そのまま引き千切り次々と質量弾として『風の王』達へ撃ちこめば……


「「「「「■■■■―――!!!」」」」」


風の人形達は、それを風撃で破壊……それにより周辺に散らばる無数の瓦礫の破片達、それらは、満開に咲く桜の様に空を覆います。

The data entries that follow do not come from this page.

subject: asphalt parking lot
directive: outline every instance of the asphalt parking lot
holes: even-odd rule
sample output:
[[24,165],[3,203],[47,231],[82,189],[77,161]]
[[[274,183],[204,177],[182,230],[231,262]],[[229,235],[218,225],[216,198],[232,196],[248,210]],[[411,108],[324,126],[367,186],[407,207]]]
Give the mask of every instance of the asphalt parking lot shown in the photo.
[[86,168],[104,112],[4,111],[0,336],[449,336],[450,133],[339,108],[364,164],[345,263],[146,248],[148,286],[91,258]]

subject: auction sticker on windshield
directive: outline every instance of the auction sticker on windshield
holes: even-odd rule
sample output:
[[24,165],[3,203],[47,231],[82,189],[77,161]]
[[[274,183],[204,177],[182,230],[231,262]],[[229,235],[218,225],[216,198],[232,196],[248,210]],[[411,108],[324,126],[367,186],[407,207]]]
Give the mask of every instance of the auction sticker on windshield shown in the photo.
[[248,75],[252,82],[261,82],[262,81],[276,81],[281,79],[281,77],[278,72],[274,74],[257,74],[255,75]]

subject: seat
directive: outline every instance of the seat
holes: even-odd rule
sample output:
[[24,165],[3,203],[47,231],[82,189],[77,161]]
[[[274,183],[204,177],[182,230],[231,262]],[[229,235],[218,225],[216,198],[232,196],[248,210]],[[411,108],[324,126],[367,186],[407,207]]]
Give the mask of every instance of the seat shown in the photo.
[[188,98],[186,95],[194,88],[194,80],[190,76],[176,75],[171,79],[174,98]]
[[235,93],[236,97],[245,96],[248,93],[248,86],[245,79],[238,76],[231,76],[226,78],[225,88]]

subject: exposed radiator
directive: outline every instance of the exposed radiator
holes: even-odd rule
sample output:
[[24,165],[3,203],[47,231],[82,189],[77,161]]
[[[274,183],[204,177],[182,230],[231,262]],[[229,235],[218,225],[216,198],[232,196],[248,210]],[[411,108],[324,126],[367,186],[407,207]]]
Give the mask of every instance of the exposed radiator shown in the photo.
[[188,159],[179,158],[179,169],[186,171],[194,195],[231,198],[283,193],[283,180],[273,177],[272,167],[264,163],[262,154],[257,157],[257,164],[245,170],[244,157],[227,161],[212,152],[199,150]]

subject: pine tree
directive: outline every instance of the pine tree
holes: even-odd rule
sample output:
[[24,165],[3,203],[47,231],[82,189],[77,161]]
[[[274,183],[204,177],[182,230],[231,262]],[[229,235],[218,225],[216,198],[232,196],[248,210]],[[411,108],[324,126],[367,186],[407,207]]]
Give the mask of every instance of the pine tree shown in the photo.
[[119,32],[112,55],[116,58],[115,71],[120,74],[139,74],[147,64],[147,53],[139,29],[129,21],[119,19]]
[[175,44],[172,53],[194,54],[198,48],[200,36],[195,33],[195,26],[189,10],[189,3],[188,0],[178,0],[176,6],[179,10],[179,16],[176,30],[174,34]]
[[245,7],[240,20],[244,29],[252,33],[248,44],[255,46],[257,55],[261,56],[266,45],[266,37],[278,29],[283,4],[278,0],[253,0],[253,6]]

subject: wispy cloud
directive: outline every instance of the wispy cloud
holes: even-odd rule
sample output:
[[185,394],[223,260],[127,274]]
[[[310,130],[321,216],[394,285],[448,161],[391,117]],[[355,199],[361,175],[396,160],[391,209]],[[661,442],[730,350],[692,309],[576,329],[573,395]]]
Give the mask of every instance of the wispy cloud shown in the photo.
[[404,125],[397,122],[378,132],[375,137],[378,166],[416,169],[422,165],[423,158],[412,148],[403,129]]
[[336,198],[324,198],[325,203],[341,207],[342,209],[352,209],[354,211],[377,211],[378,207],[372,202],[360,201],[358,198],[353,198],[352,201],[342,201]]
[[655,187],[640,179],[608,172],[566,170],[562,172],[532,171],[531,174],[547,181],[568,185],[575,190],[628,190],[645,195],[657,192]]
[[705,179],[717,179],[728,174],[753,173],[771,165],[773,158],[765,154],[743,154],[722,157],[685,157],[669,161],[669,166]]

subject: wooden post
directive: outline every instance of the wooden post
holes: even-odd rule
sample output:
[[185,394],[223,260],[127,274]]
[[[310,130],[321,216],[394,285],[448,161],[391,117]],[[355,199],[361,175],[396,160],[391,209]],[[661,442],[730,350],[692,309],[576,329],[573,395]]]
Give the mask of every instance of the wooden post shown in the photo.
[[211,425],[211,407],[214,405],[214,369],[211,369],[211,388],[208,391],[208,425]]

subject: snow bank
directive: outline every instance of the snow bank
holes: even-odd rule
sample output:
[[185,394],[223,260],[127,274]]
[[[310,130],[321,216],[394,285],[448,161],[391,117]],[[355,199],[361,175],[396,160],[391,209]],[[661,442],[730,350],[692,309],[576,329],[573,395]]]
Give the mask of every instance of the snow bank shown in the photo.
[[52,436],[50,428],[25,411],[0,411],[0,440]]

八艘持つ蜘蛛はニヤリと嗤い、自身の奥義を発動する……


「―――――『八艘跳び』」


蜘蛛の速さで時間の秒数が、完全敗北を宣言した空間が出現しました。英語で言えばクロックがギブアップ。略してクロックがアップ!!


蜘郎は手に持つ白銀の刀とは別に白銀の小刀をサムライの能力で生成すると、空中で停止した散らばる瓦礫に飛び移り、『風の王』たちの間を刀両手に縦横無尽に跳ね回り、そして走り回ります。


蜘蛛の巣にとらえられた蝶の様に、静止した空間に縛られた『風の王』を、原子の塵になるまで次々と光の速度で切り裂き廻る源氏武者。


蜘郎の斬撃で『風の王』その人形共は、宛らミキサーに入れられたリンゴの様に粉々になり砕けて消えていきます……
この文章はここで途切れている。